Automatically scale Azure HDInsight clusters (preview)

Important

The Autoscale feature only works for Spark, Hive and MapReduce clusters created after May 8th 2019.

Azure HDInsight’s cluster Autoscale feature automatically scales the number of worker nodes in a cluster up and down. Other types of nodes in the cluster can't be scaled currently. During the creation of a new HDInsight cluster, a minimum and maximum number of worker nodes can be set. Autoscale then monitors the resource requirements of the analytics load and scales the number of worker nodes up or down. There's no additional charge for this feature.

Cluster compatibility

The following table describes the cluster types and versions that are compatible with the Autoscale feature.

Version Spark Hive LLAP HBase Kafka Storm ML
HDInsight 3.6 without ESP Yes Yes No No No No No
HDInsight 4.0 without ESP Yes Yes No No No No No
HDInsight 3.6 with ESP Yes Yes No No No No No
HDInsight 3.6 with ESP Yes Yes No No No No No

How it works

You can choose load-based scaling or schedule-based scaling for your HDInsight cluster. Load-based scaling changes the number of nodes in your cluster, within a range that you set, to ensure optimal CPU utilization and minimize running cost.

Schedule-based scaling changes the number of nodes in your cluster based on conditions that take effect at specific times. These conditions scale the cluster to a desired number of nodes.

Metrics monitoring

Autoscale continuously monitors the cluster and collects the following metrics:

  • Total Pending CPU: The total number of cores required to start execution of all pending containers.
  • Total Pending Memory: The total memory (in MB) required to start execution of all pending containers.
  • Total Free CPU: The sum of all unused cores on the active worker nodes.
  • Total Free Memory: The sum of unused memory (in MB) on the active worker nodes.
  • Used Memory per Node: The load on a worker node.
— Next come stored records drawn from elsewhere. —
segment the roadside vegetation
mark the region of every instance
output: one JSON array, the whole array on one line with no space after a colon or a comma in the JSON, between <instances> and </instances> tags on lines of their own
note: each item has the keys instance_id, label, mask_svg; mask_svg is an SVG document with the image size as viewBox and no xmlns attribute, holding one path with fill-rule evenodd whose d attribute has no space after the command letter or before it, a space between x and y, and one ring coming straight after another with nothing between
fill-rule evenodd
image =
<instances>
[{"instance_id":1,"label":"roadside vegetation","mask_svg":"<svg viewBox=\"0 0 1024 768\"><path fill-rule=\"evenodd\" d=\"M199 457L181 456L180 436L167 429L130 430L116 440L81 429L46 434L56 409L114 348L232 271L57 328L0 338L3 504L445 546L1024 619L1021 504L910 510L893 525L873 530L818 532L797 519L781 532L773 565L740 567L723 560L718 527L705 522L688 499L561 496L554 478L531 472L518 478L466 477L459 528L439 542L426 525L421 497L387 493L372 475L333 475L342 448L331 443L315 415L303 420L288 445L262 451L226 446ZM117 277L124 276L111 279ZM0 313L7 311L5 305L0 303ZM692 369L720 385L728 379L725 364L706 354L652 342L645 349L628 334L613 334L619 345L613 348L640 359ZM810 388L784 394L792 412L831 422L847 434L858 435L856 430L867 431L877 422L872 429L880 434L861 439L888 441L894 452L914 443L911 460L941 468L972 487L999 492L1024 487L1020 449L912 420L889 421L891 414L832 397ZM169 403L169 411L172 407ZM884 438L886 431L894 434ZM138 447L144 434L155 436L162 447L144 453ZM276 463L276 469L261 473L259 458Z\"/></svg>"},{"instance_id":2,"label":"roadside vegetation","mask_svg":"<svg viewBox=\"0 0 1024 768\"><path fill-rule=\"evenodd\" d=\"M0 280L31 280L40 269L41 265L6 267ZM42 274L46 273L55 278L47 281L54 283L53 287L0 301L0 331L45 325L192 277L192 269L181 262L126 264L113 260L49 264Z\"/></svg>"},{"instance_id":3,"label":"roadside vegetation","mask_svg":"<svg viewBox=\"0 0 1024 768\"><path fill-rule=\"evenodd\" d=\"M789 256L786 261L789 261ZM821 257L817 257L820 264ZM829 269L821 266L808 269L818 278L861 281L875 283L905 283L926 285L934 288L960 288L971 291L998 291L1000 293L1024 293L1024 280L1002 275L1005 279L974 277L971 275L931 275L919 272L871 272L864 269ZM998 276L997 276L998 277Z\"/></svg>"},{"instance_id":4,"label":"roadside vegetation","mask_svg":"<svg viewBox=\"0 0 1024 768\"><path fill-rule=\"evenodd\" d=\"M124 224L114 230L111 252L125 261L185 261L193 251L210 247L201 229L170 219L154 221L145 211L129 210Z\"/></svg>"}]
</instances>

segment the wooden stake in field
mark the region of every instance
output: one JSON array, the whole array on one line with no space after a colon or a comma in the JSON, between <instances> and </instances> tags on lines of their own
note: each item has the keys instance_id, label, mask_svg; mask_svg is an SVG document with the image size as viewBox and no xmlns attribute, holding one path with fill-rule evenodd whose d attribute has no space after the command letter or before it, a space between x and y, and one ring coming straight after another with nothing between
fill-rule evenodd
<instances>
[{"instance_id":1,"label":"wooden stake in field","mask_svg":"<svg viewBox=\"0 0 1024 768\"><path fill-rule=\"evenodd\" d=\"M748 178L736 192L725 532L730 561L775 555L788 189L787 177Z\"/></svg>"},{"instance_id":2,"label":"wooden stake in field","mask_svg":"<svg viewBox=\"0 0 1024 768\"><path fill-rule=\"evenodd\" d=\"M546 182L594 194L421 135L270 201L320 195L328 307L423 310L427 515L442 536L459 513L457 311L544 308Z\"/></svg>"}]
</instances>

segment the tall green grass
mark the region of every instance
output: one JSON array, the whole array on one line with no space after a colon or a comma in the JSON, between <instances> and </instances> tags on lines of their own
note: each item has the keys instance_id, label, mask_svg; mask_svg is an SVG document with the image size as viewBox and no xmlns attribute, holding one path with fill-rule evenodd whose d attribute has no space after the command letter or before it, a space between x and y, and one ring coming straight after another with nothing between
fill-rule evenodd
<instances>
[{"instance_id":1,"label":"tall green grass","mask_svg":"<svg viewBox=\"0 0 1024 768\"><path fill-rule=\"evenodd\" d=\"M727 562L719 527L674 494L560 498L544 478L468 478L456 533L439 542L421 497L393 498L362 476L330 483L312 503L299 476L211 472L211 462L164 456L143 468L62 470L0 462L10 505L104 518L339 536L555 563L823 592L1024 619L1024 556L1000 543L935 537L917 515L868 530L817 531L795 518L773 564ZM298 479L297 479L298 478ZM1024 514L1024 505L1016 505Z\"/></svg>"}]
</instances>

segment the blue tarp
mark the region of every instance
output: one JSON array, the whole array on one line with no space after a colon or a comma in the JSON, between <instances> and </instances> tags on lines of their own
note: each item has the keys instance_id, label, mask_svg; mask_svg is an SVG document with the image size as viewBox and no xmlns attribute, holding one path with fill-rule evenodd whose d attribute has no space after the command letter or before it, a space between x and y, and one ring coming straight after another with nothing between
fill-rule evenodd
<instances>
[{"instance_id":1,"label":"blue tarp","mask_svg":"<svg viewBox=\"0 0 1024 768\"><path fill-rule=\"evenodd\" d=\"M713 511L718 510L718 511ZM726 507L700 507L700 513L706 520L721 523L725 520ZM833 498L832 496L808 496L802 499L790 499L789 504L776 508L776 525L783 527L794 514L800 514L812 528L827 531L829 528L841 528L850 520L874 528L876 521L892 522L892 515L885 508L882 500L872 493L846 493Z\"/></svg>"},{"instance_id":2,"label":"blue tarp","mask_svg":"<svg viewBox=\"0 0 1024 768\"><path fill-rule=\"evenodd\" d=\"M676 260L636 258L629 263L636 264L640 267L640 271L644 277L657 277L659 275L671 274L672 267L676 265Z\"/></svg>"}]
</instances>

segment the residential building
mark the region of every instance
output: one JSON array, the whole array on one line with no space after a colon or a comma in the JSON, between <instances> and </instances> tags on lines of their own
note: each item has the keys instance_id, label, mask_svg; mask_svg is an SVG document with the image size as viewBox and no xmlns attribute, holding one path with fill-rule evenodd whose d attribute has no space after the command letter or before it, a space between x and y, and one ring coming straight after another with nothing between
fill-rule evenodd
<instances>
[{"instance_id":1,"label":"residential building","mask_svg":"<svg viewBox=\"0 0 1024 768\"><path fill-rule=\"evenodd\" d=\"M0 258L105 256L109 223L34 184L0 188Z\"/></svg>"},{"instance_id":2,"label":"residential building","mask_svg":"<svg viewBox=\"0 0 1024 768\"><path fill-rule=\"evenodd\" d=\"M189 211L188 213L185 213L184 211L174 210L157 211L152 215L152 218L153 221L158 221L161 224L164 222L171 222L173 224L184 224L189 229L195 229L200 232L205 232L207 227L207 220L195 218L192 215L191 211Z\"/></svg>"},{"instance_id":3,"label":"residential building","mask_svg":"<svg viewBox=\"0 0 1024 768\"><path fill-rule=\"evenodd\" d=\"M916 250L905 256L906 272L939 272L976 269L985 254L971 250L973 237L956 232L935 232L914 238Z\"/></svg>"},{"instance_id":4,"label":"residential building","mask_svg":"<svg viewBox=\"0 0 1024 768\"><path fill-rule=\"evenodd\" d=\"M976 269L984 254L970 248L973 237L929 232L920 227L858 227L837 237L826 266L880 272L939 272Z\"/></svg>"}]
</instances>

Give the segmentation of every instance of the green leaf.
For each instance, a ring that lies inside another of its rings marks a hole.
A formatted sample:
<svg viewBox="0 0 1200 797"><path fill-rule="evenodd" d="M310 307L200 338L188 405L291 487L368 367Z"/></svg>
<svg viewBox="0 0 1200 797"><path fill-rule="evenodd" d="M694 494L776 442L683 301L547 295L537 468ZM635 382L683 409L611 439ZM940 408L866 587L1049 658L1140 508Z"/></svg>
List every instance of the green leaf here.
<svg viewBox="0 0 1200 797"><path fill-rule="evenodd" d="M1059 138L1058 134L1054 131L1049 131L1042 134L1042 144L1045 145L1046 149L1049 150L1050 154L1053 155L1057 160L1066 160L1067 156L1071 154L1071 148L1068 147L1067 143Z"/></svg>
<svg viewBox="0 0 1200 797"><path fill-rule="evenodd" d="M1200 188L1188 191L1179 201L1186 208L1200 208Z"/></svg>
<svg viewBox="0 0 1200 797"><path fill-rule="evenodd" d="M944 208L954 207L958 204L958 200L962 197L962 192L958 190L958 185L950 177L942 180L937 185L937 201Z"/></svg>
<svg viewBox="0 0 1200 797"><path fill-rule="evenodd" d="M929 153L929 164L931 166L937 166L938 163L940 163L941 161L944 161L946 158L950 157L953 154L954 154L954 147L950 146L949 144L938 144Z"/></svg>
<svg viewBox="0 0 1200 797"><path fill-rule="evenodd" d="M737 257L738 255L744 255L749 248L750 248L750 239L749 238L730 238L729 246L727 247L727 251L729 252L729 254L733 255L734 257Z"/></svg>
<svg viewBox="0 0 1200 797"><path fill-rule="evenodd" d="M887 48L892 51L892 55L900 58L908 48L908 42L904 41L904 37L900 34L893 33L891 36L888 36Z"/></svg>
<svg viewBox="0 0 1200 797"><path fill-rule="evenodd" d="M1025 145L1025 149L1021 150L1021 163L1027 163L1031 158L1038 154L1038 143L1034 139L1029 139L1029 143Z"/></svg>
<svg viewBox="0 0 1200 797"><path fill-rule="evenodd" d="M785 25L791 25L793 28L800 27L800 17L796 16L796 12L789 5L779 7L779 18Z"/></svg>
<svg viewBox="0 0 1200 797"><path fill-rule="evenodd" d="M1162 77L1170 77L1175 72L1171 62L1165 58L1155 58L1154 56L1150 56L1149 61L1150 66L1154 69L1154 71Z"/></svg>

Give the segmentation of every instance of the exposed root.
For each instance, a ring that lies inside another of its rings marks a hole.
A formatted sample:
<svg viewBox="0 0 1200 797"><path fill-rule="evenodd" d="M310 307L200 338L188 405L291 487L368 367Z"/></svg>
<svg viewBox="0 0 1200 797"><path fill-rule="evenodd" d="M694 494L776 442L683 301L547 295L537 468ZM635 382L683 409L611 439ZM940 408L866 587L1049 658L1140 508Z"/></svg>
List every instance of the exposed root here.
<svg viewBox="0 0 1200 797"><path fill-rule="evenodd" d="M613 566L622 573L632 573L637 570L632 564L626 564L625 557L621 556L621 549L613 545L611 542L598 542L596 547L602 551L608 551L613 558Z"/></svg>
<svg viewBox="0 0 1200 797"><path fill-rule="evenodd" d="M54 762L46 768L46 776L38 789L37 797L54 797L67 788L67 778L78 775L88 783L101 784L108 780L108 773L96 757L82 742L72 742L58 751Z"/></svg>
A worker node on which 10 GB of memory is used, is considered under more load than a worker with 2 GB of used memory.
  • Number of Application Masters per Node: The number of Application Master (AM) containers running on a worker node. A worker node that is hosting two AM containers, is considered more important than a worker node that is hosting zero AM containers.

The above metrics are checked every 60 seconds. Autoscale makes scale-up and scale-down decisions based on these metrics.

Load-based cluster scale-up

When the following conditions are detected, Autoscale will issue a scale-up request:

  • Total pending CPU is greater than total free CPU for more than 3 minutes.
  • Total pending memory is greater than total free memory for more than 3 minutes.

The HDInsight service calculates how many new worker nodes are needed to meet the current CPU and memory requirements, and then issues a scale-up request to add the required number of nodes.

Load-based cluster scale-down

When the following conditions are detected, Autoscale will issue a scale-down request:

  • Total pending CPU is less than total free CPU for more than 10 minutes.
  • Total pending memory is less than total free memory for more than 10 minutes.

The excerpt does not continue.